Audio By Carbonatix
If there’s any rapper that has been appointed the New South’s thug poet, it’s David Banner, a finance graduate from Southern University who used his major- label debut Mississippi: The Album to expound on everything from strip club politics to the plight of black people in one of the most economically devastated states in the country. But the most striking aspect of MTA: Baptized in Dirty Water, his second album in less than a year, is how often the music fails to complement his complicated worldview. Several of the tracks are remixes (“Like A Pimp”), reworkings of Mississippi cuts (“Pop That”), and compilation tracks (“Christmas Time”). While the first Mississippi was wildly exuberant and intensely cold-hearted, this effort is just histrionic, failing to sustain the previous album’s emotional balancing act.
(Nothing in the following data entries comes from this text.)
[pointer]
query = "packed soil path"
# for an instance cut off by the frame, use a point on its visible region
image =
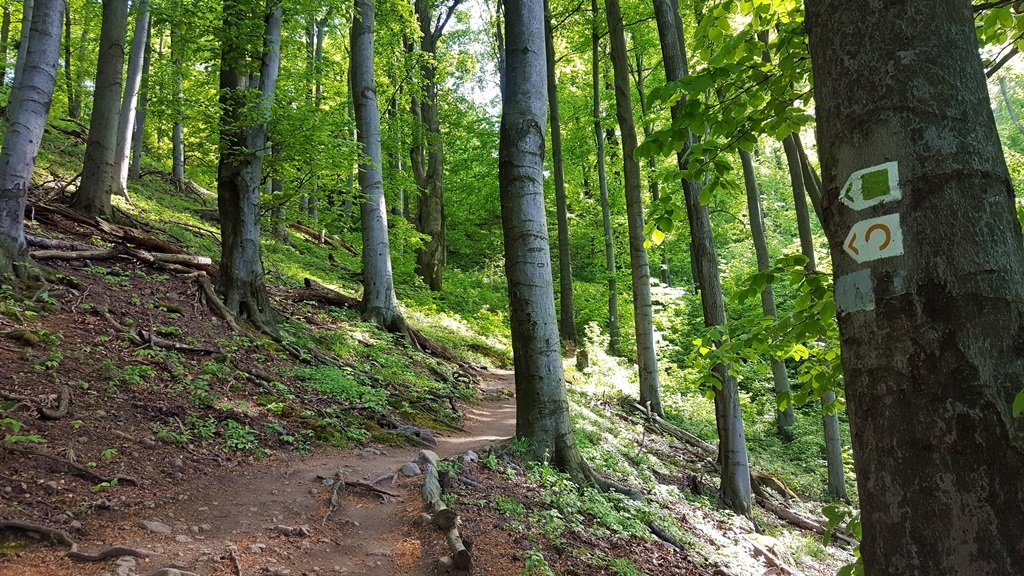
(237, 522)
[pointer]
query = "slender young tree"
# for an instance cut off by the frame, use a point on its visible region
(734, 490)
(929, 268)
(379, 302)
(28, 108)
(650, 394)
(542, 408)
(99, 167)
(566, 310)
(240, 168)
(602, 182)
(784, 417)
(129, 101)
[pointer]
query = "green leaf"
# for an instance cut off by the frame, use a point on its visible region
(1018, 404)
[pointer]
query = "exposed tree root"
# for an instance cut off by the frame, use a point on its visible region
(76, 469)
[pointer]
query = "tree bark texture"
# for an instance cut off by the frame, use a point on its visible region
(240, 168)
(28, 108)
(379, 302)
(129, 103)
(783, 418)
(643, 314)
(99, 169)
(602, 181)
(542, 408)
(566, 309)
(932, 333)
(735, 488)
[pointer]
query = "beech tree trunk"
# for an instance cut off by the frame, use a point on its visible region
(129, 103)
(28, 108)
(783, 418)
(542, 409)
(566, 309)
(734, 491)
(643, 314)
(379, 302)
(240, 169)
(99, 170)
(602, 181)
(138, 131)
(930, 323)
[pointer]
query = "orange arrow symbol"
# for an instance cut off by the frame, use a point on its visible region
(883, 228)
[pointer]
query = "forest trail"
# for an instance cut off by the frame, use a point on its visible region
(228, 523)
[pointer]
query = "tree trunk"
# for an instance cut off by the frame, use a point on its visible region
(542, 409)
(26, 35)
(930, 312)
(566, 315)
(99, 169)
(643, 314)
(240, 169)
(652, 184)
(74, 92)
(129, 103)
(4, 41)
(138, 131)
(379, 302)
(735, 488)
(829, 417)
(27, 111)
(783, 418)
(178, 132)
(602, 179)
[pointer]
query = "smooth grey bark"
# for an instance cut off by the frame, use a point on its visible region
(99, 169)
(734, 491)
(177, 95)
(602, 179)
(932, 343)
(829, 418)
(566, 309)
(542, 408)
(379, 302)
(129, 101)
(26, 36)
(783, 418)
(652, 186)
(4, 41)
(28, 108)
(138, 131)
(650, 394)
(240, 168)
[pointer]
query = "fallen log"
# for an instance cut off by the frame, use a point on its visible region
(444, 519)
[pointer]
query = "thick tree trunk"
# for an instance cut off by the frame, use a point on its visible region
(542, 409)
(99, 169)
(783, 418)
(829, 417)
(27, 111)
(240, 169)
(138, 131)
(4, 41)
(566, 314)
(178, 132)
(379, 302)
(129, 103)
(602, 179)
(643, 314)
(26, 36)
(929, 266)
(735, 487)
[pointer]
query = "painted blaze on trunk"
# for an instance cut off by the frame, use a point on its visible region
(931, 330)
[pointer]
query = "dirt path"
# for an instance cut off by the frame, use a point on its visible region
(224, 524)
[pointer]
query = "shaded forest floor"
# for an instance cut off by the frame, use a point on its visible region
(126, 400)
At its nadir is “My Lord,” where Banner sings the chorus tunelessly and off-key, so overcome by himself that his would-be ballad transforms into a self-indulgent dirge.
Baptized in Dirty Water is an uncomfortable blend of previously released material with songs that regurgitate the same themes and ideas Banner has explored more effectively elsewhere. Which shouldn’t necessarily bother fans; after all, as one friend tells him at the end of “Pop That,” “Ain’t nobody hate you. If they hate you, they hate God.”